For the 2-fold cross-validation, the average activation had a positive correlation, which had a positive gradient and was shown by, when one variable increased in the test datasets, the other points in the predicted labels dataset also increasing. On the other hand, the average valence had a negative correlation; therefore, when one variable increased in the test datasets, the other variable in the predicted labels dataset were decreasing. However, as can be seen by increasing the k value from 1 to 5, the correlation coefficient for activation increased by 39.92%. On the other hand, for the valence, by increasing the k value from 1 to 5, the correlation coefficient increased by 11.73%.
From both methods of cross-validation, it can be seen that there was better correlation as the coefficient became closer to 1. There was less percentage increment in the 2-fold method; however it had a higher correlation coefficient.

5.2.2. Evaluation of Confusion Matrix of the k-fold Cross-Validation

In comprehension of how well the model performed, it is necessary to examine which frames were correctly and incorrectly predicted. The analysis of the correctly and wrongly predicted instances revealed that most of the models predicted more zeros incorrectly than ones. Furthermore, the final prediction of the model is designed to be reliable for the decisions of predictions. Therefore, if the anticipations were mostly zeros, then the predictions generally leaned to be zeros when most of the votes did not agree with the probability evaluation. In this case, the confusion matrix is an efficient tool to analyze the probability estimation. There is an arrangement for the confusion matrix in two dimensions, which contains four zone classifications. The regression result was used to obtain the confusion matrix.
As can be seen from Table 4, the highest accuracy of the confusion matrix belonged to the 2-fold cross-validation for k = 5 , with an accuracy of 51.28%. On the other hand, it can be seen that the accuracy was also increased by increasing k for the k-NN algorithm.

5.3. System Overview and Implementation in MATLAB Simulink

Computer simulation is the process of creating a system of a real physical model, implementing the system on a computer, and evaluating the performance output. To comprehend reality and all of a model’s convolution, it is essential to create artificial substances and kinetically perform the roles. Computer simulation is the tantamount of this kind of role and helps to determine artificial situations and figurative worlds. One of the main advantages of employing simulation (MATLAB Simulink) for the study and evaluation of models is that it allows the users to rapidly examine and evaluate the outcome of complex designs that possibly would be excessively hard to investigate.
Simulink, established by MATLAB, is a graphical software design environment for demonstrating, simulating and analyzing dynamic models.
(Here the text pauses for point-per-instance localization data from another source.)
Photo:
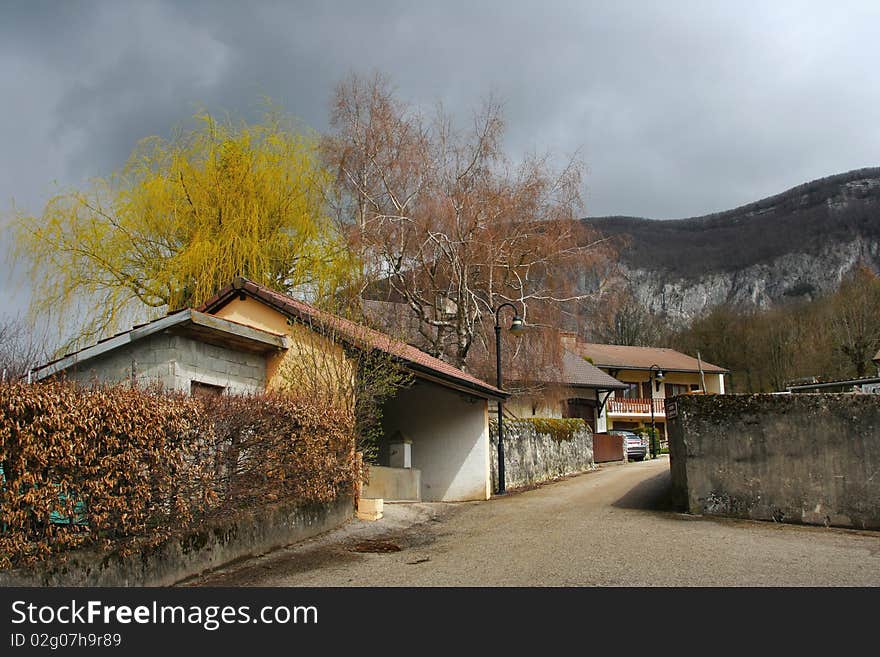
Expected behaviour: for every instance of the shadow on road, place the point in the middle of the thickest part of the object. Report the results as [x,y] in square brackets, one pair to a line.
[654,494]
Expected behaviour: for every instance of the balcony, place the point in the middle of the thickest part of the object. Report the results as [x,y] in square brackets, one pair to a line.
[628,407]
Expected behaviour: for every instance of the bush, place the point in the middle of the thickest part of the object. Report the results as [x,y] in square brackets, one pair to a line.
[123,468]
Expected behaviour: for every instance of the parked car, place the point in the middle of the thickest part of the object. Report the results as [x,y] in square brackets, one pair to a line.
[636,445]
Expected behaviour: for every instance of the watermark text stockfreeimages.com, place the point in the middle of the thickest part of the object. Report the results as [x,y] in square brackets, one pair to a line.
[209,617]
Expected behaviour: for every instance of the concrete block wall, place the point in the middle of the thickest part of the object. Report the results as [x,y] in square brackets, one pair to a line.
[531,457]
[175,361]
[804,458]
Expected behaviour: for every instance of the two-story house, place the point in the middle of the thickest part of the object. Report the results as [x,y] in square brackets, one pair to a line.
[652,375]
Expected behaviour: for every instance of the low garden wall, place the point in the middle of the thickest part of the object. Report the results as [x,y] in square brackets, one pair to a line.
[217,542]
[138,487]
[541,449]
[802,458]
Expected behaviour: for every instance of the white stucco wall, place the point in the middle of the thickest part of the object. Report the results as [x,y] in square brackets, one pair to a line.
[174,362]
[450,440]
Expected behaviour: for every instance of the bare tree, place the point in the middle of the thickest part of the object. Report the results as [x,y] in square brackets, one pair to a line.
[854,322]
[21,348]
[447,225]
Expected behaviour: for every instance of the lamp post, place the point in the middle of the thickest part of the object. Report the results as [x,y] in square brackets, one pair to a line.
[656,376]
[517,326]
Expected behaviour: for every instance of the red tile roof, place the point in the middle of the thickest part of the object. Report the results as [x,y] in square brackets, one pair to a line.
[356,334]
[642,358]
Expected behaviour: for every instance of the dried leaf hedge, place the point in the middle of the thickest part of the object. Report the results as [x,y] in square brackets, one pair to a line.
[123,468]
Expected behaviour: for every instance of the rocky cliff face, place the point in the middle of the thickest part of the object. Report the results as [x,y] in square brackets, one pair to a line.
[798,244]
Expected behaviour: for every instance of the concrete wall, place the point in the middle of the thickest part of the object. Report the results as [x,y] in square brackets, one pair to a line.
[450,440]
[812,458]
[311,356]
[548,404]
[395,484]
[181,557]
[175,361]
[531,457]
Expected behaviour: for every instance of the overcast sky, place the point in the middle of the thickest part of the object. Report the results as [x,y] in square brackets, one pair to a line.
[678,108]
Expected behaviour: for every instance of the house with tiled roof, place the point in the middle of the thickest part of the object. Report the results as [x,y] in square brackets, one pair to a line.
[436,430]
[574,388]
[652,376]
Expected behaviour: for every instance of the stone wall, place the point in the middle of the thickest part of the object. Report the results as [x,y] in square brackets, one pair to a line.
[248,534]
[531,457]
[803,458]
[175,361]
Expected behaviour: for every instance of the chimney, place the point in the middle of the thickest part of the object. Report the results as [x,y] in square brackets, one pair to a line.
[568,340]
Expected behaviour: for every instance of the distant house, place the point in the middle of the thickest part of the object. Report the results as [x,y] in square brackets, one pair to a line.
[437,429]
[577,389]
[673,373]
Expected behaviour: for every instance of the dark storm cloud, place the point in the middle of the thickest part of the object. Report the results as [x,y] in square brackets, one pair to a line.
[679,108]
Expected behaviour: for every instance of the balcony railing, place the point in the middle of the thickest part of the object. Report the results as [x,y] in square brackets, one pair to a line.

Its main communication with a computer is a “graphical block diagramming tool” and a modifiable block in its library. In Simulink, it is easy and simple to represent and create a model and then simulate it, demonstrating a physical model. Systems are demonstrated graphically in Simulink as a block. An extensive collection of blocks is presented for demonstrating numerous models to the user. Simulink can statistically estimate the solutions to models that are impossible or unfeasible to create and calculate by hand. The capabilities of the MATLAB Simulink are the following:
  • building the model;
  • simulating the model;
  • analyzing simulation result;
  • managing projects;
  • connecting to hardware.
In this study, MATLAB Simulink was used to express the possible true efficacy of other situations. In this model (Figure 5), the training datasets included 26,250 frames and for each frame there were features as well as a two-dimensional label; thus the model would have run very slowly. To increase the speed of the mode and process the data faster, the training dataset was reduced from 26,250 to 525, which meant that 98% of the data was draped and only 2% of the training dataset was used. On the other hand, the most time-costly part of the model was for the LBP block to calculate the LBP of the frame. From the Simulink Profile Report, each time the model ran to process the LBP, it took 34% of the time taken for the processing of the LBP block; this was another reason that the model ran slower than expected.

5.4. FPGA Implementation

FPGAs have continued to contribute to performance improvement; since their creation by Xilinx in 1984, FPGAs have developed from the existence of plain glue logic chips by substitution with applications in exact combined circuits, application-specific integrated circuits (ASICs), and also for processing and controlling applications and signals. FPGAs are semiconductor apparatus built of configurable logic blocks (CLBs) and linked through a programmable connection. FPGAs have the capability to be reprogrammed and subsequently built-up for designs or desired applications. This trait separates FPGAs from ASICs, which are factory-made for particular design applications. On the other hand, it is possible to have one-time-programmable (OTP) FPGAs [39]. There are five properties and benefits of the productivity of FPGAs:
  • Performance: The first advantage is that FPGA devices have hardware parallelism; FPGAs cross the power of digital signal processors (DSPs) by segregation of the consecutive execution per clock cycle.
  • Time to Market: FPGAs have pliability and fast prototyping, as they can be tested on an idea and validate it in hardware, not needing to go through the long procedure of the ASIC scheme.
  • Cost: The expenditure of creating variations to FPGA designs is less when compared with ASICs.
  • Reliability: While there are tools available for designing on FPGA, it is still a difficult task for real-time implementations. The ASICs system is processor-based and contains numerous tools to help for planning tasks and sharing them between many processes. FPGAs reduce computing complexity as they use parallel execution.
  • Long-Term Maintenance: FPGA devices are upgradable and do not need the expenditure and time required for ASIC re-design. As a product or system matures, it is possible to create useful improvements in a short time to re-design the hardware or change the design.
In the first part, the frames are extracted from the camera-sensor-captured video. The FPGA board that is used to implement the model is the Atlys™ Spartan-6 FPGA Development Board [40] along with a VmodCAM, Stereo Camera Module [41]. The Xilinx Spartan-6LX45 FPGA is used, which has a 128MB DDR2 RAM with 16 bit wide data. The Atlys™ board is intended for real-time video processing (see Figure 6). The VmodCAM is an additive device to the Atlys board. The Spartan-6LX45 FPGA sends commands and resolution settings to the VmodCAM through the I2C (Inter-Integrated Circuit) line. It contains a selection of clock, image colour and data settings.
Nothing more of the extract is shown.